Mehreen Kasana, Input:

With bosses increasingly requiring their workers to turn to remote conferencing, Zoom gives administrators full power to track attendees’ attention with an indicator that points out when a participant doesn’t have the app “in focus” for more than 30 seconds. Privacy organizations like EPIC have previously criticized this tool in an official complaint to the Federal Trade Commission, noting that it bypasses browser security and gives access to users’ web cameras without their knowledge.

D’Arcy Norman has an excellent walkthrough of Zoom’s preferences, including how to turn this feature off. It’s possible to turn it off organization-wide — slip your IT department a pack of decent beer and I’m sure that can happen.

Samantha Cole, Vice:

On Twitter, people are finding ways to use the Zoom Rooms custom background feature to slap an image of themselves in their frames.

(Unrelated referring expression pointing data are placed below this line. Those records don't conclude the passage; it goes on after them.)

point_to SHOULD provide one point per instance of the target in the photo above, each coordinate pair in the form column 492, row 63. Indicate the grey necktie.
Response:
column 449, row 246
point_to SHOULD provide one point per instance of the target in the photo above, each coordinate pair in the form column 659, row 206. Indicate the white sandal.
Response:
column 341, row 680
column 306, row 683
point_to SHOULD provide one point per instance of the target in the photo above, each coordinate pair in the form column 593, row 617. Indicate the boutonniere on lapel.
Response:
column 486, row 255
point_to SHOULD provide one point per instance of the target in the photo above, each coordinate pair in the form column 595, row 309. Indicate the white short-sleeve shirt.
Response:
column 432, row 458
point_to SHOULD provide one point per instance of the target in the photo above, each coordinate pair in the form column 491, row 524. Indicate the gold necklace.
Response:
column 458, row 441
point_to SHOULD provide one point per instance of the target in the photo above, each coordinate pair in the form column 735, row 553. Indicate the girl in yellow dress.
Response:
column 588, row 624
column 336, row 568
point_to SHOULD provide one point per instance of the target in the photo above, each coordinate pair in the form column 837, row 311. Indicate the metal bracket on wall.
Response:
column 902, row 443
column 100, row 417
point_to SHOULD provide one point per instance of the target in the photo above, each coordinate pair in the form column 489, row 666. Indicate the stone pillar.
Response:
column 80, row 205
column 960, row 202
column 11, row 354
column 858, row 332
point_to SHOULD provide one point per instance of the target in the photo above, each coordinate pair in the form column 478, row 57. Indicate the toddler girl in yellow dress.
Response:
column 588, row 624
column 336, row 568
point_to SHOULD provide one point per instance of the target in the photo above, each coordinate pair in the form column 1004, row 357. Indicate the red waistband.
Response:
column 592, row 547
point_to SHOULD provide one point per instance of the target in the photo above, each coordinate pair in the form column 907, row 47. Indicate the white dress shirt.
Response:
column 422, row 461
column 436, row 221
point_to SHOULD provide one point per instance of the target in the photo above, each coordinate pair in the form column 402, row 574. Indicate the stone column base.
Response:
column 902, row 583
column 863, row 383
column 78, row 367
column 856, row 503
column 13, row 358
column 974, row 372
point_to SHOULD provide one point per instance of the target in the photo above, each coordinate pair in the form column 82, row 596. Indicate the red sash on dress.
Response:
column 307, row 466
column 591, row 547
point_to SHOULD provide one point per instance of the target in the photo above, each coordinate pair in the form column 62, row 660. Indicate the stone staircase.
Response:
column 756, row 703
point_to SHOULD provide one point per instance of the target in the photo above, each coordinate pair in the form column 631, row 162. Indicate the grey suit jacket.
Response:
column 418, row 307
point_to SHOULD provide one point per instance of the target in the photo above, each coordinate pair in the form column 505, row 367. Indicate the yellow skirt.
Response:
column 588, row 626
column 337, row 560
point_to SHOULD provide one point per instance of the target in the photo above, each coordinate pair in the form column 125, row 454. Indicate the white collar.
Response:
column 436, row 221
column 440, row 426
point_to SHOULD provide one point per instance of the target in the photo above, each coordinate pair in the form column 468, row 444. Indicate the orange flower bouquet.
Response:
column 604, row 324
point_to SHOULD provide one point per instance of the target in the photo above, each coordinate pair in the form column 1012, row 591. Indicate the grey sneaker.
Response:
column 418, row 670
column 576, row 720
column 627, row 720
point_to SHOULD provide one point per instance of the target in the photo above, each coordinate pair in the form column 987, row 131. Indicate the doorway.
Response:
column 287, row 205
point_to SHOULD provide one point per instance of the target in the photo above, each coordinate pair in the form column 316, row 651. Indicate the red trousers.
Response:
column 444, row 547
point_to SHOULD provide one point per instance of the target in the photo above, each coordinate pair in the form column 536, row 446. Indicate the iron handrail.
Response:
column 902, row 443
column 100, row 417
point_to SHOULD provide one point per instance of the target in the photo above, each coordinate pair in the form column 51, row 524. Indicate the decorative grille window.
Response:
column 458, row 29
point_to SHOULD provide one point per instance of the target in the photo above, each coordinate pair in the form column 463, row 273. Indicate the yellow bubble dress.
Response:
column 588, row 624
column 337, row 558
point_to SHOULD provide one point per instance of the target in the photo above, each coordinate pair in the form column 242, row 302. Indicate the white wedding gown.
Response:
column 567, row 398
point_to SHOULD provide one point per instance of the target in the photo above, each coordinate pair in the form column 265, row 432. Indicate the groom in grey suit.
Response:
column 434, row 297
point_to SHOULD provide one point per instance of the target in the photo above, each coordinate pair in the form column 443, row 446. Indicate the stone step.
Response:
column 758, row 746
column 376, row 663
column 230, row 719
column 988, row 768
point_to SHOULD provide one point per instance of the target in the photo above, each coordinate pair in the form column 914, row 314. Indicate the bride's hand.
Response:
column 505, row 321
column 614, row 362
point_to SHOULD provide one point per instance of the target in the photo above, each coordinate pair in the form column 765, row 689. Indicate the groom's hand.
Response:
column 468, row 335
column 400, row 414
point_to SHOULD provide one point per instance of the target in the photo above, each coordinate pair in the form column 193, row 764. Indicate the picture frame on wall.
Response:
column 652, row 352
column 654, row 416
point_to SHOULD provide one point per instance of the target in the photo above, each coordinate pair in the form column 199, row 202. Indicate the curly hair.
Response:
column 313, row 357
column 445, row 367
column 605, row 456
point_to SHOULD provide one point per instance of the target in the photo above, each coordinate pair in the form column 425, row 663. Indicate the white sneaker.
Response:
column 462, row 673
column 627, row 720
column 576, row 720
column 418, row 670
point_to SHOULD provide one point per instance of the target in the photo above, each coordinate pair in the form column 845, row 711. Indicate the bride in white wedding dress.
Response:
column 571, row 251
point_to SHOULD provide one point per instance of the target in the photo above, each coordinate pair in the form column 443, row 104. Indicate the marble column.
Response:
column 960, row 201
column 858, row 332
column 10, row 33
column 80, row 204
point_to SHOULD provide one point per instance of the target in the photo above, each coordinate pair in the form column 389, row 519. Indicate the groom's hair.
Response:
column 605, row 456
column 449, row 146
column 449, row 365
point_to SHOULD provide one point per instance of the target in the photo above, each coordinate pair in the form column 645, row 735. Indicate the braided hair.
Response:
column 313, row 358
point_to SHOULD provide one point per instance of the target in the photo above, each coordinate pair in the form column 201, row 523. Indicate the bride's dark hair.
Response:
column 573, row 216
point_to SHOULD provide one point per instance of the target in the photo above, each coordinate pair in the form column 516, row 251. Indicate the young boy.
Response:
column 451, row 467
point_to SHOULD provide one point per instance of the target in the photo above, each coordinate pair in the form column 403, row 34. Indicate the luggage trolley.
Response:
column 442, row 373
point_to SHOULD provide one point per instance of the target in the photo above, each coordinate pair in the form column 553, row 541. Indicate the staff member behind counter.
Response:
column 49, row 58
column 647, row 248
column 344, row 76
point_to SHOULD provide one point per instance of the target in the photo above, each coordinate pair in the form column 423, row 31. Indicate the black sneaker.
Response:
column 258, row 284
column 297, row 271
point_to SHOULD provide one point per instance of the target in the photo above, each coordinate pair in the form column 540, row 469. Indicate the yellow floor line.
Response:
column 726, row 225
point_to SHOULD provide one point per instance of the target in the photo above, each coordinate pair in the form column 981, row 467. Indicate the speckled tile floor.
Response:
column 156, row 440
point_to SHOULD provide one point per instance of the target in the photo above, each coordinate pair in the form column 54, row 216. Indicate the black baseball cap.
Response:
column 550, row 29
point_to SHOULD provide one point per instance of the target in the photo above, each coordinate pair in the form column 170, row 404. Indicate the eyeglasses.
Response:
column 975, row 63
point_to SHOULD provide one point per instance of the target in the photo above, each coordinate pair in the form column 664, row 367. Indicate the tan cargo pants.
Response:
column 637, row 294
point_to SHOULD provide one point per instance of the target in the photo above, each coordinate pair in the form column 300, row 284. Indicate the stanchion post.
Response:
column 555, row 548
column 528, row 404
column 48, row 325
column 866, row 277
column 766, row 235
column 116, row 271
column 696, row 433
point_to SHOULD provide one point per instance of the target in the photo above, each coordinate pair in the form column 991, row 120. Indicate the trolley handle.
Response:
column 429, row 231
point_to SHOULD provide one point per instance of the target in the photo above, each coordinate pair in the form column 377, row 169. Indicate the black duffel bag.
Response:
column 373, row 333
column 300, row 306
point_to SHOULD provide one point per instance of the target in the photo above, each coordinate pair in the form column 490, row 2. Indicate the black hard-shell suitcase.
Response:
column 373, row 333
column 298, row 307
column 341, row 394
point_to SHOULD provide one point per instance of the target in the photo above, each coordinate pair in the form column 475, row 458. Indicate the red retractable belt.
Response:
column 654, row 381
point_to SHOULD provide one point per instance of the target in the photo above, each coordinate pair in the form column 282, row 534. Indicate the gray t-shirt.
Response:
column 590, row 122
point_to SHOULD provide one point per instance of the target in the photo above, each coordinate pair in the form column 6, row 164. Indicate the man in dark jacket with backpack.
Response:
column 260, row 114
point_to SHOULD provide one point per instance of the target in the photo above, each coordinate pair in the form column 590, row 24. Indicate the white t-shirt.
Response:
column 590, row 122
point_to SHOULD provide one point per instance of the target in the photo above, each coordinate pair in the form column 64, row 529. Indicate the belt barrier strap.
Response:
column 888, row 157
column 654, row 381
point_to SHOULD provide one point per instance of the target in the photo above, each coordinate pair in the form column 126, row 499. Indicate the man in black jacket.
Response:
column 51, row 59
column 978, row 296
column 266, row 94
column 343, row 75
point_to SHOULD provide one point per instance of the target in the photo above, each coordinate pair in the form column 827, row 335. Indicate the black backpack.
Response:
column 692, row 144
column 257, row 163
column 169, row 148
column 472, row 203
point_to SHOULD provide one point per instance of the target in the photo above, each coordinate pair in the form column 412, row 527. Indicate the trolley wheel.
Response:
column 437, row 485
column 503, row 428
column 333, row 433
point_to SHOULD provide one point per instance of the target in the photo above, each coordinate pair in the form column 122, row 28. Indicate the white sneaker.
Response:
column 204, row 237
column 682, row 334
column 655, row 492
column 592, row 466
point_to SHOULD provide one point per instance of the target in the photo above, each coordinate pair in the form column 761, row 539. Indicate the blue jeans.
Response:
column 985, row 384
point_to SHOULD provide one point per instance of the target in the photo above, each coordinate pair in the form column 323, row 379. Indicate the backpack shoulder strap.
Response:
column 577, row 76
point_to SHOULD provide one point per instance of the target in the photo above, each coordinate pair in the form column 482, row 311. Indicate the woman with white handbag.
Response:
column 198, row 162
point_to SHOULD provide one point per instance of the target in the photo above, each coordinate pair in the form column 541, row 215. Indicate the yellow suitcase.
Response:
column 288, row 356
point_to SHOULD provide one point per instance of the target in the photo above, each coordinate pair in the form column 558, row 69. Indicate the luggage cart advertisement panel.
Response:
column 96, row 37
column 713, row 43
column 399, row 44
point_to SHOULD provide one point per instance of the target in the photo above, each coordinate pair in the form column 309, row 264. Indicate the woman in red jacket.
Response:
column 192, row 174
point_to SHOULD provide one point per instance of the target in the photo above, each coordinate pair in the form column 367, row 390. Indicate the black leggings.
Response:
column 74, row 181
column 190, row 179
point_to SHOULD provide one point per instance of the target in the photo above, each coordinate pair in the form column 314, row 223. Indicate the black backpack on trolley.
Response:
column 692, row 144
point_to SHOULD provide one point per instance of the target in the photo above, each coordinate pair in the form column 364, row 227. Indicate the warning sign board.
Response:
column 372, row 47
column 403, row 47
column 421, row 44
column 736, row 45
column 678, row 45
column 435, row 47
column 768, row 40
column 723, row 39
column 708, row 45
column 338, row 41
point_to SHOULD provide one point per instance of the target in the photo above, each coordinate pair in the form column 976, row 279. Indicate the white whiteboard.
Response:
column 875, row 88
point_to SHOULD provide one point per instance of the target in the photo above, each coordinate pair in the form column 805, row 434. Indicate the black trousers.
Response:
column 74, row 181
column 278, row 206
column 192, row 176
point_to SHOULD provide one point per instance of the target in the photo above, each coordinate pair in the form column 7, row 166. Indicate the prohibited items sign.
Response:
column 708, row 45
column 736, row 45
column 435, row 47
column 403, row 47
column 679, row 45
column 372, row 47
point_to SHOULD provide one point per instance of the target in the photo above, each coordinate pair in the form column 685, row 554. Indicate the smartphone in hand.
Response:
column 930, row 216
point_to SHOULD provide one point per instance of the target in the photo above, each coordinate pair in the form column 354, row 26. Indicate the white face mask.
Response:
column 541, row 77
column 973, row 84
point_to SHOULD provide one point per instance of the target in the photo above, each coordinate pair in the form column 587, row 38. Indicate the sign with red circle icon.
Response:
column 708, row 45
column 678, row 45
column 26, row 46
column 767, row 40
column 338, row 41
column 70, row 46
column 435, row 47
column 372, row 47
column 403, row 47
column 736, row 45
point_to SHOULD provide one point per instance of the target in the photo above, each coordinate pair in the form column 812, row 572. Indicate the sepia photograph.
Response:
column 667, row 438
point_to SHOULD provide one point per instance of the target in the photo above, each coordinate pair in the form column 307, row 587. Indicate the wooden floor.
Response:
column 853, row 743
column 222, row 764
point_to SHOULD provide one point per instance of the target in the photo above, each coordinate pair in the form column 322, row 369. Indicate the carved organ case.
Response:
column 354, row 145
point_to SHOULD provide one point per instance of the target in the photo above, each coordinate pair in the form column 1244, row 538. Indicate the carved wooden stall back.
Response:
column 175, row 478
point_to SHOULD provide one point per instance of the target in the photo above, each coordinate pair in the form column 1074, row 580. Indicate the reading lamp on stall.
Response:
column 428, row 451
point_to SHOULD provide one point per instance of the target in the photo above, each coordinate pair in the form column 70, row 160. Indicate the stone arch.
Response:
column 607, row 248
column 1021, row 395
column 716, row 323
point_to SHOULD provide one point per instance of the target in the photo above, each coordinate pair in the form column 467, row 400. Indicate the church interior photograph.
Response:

You can record a short, looping video as your background, or take a photo of yourself looking particularly attentive, depending on the level of believability you’re going for. Zoom says it isn’t using any kind of video or audio analysis to track attention, so this is mostly for your human coworkers and boss’ sake. With one of these images on your background, you’re free to leave your seat and go make a sandwich while your boss thinks you’re still there paying attention.

It’s like the security camera trick from every heist movie. Just be careful not to walk back into the frame.